I invite inquiry and practice.



Good morning Will. I am reminded of Dee Hock and his acronym CRUSTTI ( I had to school AI to finally make the correct selection!)
Dee Hock's CRUSTTI acronym stands for the
Capacity to Receive, Utilize, Store, Transform, and Transmit Information. He developed this concept as part of his "chaordic" theory of organization, which emphasizes a blend of chaos and order.
Hock, the founder of Visa, used CRUSTTI to analyze how the massive growth in information handling capacity was changing society and accelerating institutional failure. He believed that this exponential increase in information flow necessitated more organic, less hierarchical organizational structures.
I am adding this to the conversation because the work of Dee Hock has been used to make many cases that miss his point.
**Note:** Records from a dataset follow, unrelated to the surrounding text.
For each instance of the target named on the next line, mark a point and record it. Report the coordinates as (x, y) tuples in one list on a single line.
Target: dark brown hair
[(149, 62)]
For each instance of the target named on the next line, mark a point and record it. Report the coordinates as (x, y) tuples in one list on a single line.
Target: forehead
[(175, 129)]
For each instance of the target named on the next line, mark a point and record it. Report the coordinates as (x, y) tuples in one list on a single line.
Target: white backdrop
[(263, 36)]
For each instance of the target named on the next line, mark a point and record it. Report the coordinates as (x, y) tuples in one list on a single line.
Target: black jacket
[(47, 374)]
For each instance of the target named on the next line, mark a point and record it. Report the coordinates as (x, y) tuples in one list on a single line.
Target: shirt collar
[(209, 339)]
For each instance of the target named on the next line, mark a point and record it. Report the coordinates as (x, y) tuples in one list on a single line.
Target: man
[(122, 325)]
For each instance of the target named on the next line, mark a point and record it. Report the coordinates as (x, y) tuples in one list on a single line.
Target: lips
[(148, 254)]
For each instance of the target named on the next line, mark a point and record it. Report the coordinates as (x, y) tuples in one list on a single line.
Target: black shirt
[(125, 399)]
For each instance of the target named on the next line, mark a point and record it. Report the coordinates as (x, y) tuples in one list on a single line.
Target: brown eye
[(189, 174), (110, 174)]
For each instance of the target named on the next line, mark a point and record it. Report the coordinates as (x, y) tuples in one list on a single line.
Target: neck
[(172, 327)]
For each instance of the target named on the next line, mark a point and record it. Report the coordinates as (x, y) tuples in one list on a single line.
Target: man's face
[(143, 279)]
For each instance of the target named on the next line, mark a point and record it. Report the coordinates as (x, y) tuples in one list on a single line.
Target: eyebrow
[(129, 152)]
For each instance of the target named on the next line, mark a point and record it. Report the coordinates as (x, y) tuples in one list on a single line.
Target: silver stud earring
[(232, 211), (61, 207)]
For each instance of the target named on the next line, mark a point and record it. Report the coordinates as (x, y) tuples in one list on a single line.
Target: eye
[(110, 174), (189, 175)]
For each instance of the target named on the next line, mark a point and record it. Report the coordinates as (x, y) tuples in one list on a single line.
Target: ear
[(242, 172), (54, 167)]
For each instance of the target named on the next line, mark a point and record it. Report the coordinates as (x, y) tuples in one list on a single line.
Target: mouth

There is an excellent interview series with the man in the years before his death in 2017.
Brilliant!
Perhaps worth considering:
The categories of "governance intelligence" and "economic intelligence" feel like cheating to me. All the other categories are general properties of any life form's information processing. But "governance intelligence" or "economic intelligence" are too specific. Its like you picked "banana eating intelligence" for monkeys, or "plumbing intelligence" for people.
Once you have specific categories, you obscure how the other, higher order kinds of intelligence are required for CP. I no longer need to think about how emotional intelligence combines with structural intelligence to create CP governance, because now I have thing thing called "governance intelligence"
I recommend reading the chapter on Alfred Binet in Gould's Mismeasure of Man. Binet invented a variety of intelligence tests to identify learning disabilities. He specifically warned not to collapse all test numbers into a single overall intelligence number, because they represented fundamental cognitive operations. If you knew the kid did well with linguistic understanding but poorly with logic, you could give her tutoring in logic. You know what is missing. Of course the elitists at Stanford immediately did what he warned against, and collapsed all the different tests into a single metric (the Stanford-Binet test, aka IQ).
"Governance intelligence" from my POV also collapses the useful categories. You cannot say what is missing, because you collapsed it all into one "governance intelligence" entity.